A rule-of-thumb: if you hit should_rollback, don’t resume from the most recent checkpoint. It was written just before the NaN storm, so whatever state caused the explosion is baked in.

Manual use

Call the detector outside the training loop for ad-hoc checks:

from kempnerforge.resilience import NaNDetector

det = NaNDetector(action="raise", max_consecutive=1)  # fail fast
for step, batch in enumerate(loader):
    loss = model(batch).item()
    det.check_loss(loss, step)    # raises on first NaN

check_gradients(model, step) does the same but walks model.named_parameters() and returns False on the first NaN grad. The action="raise" mode raises RuntimeError instead of returning False (the warning case still returns False).

Limitations

  • NaN action isn’t in config. Fixed at "warn" / max_consecutive=10 in scripts/train.py:85. Change the source if you need something different.

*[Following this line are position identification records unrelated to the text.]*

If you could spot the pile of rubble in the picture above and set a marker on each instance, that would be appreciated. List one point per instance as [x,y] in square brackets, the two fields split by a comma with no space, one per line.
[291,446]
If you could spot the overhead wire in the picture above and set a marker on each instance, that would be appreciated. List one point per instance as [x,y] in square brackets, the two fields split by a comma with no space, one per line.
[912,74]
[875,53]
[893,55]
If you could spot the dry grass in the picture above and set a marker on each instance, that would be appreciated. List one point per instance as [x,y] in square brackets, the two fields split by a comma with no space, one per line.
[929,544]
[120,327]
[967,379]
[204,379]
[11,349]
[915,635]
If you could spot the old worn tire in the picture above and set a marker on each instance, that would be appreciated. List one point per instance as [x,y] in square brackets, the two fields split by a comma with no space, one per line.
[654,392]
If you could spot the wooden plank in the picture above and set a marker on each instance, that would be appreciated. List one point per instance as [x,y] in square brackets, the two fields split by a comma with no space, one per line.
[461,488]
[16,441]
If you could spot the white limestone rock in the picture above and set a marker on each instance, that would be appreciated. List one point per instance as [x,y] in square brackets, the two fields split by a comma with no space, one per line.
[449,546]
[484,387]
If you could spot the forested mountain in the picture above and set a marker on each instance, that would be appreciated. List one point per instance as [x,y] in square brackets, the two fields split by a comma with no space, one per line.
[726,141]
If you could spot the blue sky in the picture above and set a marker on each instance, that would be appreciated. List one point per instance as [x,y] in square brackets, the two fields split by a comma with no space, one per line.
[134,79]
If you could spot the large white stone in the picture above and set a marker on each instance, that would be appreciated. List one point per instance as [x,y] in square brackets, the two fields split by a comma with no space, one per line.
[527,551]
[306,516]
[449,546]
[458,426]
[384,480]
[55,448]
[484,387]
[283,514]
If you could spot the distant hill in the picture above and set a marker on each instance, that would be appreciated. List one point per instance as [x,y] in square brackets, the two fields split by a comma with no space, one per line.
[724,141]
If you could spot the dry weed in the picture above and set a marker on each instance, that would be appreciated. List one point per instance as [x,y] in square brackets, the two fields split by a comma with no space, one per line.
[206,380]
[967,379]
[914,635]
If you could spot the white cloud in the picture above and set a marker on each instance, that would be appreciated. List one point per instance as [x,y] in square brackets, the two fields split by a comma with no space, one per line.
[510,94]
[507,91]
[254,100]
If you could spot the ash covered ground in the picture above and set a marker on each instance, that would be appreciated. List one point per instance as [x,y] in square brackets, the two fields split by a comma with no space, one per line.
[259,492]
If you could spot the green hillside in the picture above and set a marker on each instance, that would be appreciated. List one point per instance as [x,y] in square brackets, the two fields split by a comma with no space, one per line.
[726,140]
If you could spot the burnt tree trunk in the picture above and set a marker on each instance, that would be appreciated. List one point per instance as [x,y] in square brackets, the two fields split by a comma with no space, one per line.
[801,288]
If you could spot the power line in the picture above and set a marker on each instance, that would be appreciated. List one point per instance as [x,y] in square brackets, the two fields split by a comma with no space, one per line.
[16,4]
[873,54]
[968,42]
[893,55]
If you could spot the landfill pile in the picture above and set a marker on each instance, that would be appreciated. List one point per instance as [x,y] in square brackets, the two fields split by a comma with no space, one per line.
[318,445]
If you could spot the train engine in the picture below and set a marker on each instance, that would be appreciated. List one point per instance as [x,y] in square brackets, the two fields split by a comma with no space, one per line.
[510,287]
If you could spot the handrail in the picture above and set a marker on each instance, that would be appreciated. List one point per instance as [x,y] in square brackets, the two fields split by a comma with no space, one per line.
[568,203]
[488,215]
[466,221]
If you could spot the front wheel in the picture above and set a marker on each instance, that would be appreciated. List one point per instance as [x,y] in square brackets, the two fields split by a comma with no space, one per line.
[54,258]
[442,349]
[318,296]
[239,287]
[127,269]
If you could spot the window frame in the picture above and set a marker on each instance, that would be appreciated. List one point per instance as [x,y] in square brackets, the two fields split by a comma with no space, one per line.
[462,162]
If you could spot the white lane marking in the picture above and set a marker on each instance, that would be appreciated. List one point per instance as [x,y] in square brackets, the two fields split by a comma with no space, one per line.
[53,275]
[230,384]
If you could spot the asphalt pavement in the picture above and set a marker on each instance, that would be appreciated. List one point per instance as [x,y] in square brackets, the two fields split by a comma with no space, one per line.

  • No gradient scan in the hot path. check_gradients exists but isn’t wired in. Add it if you’re hunting a specific gradient pathology; expect a small per-step cost (one isfinite + .all() per parameter).

  • Loss is already a CPU scalar. check_loss gets a Python float, so the distributed sync creates a new tensor on CUDA and all-reduces it — a negligible one-off each step but not free. If you optimize this path, aggregate the NaN flag into the existing grad-norm all-reduce.

See also

  • SLURM preemption — the other “stop cleanly” mechanism; both rely on the training loop polling a flag between steps.

  • GPU health — coarser health check; run it at startup and after any NCCL failure.

  • Checkpointing § Auto-resume — where to point checkpoint.load_path when rolling back.